While the tech demo was awesome, it was also on a High-End PC. Even if a Kickstarter was launched using just that, I-Novae wouldn’t be able to deliver a game in a year.
Also that version of I-Novae was mostly written by Flavien. @INovaeKeith as a programmer how easy was it to work with Flavien’s code. Yeah, your both professional programmers, but still. As I understand it, most of the code has been rewritten since that demo, correct?
Edit: Still I agree with lolsparta4, you should show it after the trailer in “Meet the team” or even after it in full, if some have the patience.
BTW @I-Novae is there a place left where we can download the original 2010 tech demo? I have searched, can’t find it on non-streaming websites.
Yes. The very reason for creating something like this is to have people use it - and a successful product is never “done”.
Keith has stated publicly that they will go to an iterative form of development once they’ve gotten through a successful Kickstarter.
It sounded like a vent to me, inspired by someone giving you a hard time in social media.
Social media should not be able to troll a CEO.
[quote=“TARS, post:12, topic:660”]
Its not like you have to show a product to have a successful kickstarter. You only have to convince people that you can make it happen.[/quote]

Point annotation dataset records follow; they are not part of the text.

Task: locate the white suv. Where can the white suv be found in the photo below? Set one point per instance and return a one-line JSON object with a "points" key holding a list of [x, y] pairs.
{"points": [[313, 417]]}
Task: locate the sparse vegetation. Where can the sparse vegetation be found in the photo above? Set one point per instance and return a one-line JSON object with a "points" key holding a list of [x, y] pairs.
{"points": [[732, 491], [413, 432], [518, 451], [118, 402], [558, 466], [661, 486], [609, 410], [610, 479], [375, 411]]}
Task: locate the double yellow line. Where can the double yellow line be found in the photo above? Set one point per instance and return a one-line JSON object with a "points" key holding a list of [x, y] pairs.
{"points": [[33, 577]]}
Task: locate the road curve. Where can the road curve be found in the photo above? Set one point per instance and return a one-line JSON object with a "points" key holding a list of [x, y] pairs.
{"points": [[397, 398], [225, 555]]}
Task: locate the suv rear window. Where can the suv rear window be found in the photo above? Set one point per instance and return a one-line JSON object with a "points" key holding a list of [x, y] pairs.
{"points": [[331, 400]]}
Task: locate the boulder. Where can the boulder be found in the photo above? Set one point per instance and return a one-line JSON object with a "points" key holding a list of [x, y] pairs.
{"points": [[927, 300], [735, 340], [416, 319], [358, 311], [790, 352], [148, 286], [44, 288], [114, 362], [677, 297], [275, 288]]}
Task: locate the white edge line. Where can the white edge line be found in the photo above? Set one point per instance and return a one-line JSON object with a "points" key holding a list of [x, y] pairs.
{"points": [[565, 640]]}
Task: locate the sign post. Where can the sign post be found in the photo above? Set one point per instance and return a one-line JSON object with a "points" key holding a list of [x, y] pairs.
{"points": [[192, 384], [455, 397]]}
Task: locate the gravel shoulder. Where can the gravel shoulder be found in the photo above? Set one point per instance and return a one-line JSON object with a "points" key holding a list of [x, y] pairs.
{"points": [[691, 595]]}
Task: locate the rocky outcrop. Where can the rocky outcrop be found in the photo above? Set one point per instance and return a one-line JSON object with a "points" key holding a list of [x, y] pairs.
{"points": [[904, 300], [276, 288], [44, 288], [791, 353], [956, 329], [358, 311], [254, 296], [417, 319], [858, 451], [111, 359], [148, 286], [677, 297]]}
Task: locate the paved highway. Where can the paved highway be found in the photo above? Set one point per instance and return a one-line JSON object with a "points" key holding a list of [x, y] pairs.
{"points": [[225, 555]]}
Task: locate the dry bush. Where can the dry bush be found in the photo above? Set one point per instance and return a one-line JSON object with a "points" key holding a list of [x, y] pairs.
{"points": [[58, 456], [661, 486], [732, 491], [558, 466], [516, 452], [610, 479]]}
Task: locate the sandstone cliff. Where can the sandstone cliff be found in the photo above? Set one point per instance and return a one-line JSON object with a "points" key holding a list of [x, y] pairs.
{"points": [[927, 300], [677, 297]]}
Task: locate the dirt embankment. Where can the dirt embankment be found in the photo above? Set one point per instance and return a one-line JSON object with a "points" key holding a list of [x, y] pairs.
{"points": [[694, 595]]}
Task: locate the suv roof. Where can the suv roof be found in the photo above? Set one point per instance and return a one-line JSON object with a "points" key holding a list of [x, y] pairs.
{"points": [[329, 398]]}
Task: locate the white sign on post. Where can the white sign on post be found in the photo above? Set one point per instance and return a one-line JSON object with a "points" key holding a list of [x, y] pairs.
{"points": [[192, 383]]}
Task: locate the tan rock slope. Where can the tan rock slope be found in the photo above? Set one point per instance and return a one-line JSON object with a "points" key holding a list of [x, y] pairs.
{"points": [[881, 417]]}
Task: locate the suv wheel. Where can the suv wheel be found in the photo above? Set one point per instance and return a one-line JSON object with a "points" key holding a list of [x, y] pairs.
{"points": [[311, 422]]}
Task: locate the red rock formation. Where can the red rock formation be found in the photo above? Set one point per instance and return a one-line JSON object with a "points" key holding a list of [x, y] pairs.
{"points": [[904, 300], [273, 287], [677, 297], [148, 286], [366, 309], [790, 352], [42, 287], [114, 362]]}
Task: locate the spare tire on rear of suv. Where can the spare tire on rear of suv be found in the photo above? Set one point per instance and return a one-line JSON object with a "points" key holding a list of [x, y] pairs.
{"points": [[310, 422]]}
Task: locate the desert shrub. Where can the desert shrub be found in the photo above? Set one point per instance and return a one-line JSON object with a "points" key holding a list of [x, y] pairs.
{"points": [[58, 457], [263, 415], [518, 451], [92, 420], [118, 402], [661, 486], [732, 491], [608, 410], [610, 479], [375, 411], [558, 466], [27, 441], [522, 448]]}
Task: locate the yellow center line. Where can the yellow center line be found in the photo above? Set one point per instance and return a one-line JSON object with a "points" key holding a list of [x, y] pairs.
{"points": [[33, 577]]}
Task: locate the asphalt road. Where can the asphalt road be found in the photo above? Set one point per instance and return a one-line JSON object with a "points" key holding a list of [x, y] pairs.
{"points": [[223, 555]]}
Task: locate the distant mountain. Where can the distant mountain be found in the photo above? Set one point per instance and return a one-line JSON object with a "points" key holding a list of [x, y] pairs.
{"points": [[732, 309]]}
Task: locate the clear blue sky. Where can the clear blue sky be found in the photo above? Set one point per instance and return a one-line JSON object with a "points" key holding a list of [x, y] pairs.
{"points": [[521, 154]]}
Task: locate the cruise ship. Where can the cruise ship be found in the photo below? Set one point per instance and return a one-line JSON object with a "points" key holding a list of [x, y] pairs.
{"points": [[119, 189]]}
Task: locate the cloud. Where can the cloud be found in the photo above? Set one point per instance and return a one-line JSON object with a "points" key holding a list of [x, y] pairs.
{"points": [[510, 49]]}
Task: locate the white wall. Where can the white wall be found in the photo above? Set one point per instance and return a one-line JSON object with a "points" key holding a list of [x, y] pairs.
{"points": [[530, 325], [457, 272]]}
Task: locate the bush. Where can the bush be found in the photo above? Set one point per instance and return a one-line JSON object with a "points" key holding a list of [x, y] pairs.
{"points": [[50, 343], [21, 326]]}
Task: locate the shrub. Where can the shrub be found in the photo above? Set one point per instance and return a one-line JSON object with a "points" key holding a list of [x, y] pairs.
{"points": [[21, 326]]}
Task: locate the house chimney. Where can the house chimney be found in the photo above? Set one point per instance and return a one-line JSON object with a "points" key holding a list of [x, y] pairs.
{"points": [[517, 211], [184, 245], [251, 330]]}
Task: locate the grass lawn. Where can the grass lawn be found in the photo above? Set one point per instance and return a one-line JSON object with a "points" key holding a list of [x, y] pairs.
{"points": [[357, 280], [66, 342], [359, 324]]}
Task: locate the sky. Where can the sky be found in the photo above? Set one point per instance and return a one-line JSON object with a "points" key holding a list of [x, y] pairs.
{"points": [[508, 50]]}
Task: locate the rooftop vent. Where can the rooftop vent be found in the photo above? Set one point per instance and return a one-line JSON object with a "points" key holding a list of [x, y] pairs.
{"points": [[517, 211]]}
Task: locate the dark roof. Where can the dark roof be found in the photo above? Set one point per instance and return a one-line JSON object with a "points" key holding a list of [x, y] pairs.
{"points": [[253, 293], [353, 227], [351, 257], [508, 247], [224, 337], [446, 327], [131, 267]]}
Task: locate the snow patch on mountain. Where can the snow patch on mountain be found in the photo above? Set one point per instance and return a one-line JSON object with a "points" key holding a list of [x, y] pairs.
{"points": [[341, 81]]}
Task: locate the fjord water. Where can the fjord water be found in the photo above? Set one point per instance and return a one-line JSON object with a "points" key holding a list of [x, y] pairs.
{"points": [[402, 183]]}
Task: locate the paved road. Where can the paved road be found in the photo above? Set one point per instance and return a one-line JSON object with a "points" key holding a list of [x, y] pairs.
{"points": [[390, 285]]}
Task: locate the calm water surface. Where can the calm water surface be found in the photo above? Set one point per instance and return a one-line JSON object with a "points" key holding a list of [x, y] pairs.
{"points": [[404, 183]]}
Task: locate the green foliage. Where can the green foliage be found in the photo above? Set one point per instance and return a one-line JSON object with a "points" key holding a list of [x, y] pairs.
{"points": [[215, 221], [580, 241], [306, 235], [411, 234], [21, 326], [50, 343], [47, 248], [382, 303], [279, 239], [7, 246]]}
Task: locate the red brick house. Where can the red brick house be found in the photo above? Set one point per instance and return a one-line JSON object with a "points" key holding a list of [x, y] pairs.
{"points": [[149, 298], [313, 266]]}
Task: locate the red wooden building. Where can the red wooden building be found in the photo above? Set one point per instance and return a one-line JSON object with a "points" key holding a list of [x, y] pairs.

Yes. The 2010 pre-alpha video would have been sufficient, and the timing would have been perfect.
Coulda woulda shoulda.
Thanks for the response.
The reason why I don’t think it does justice for the fans came strictly from this line:
As it turns out I was wondering the exact same thing but in the reverse - what has taken you so long to build your own planetary tech and release a game? Please hurry up because, frankly, I’m tired and would prefer it if you could just do it for me
I’m no English major, but as a fan reading the post, this tone (despite it being somewhat satirical) doesn’t fly well with me. It is like saying “leave me alone, just do it yourself if you really want it” or even “well you can’t do it either, so what?”. Ultimately, I know now the message you are trying to convey is “Have you tried it? It’s not that easy”, but I don’t know if many readers will get the same message. Maybe that was meant directly at the tweeter, but it can definitely pass through to the readers of the blog. The negativity from the tweet can be addressed by the other segments of the post, just not with the quote above.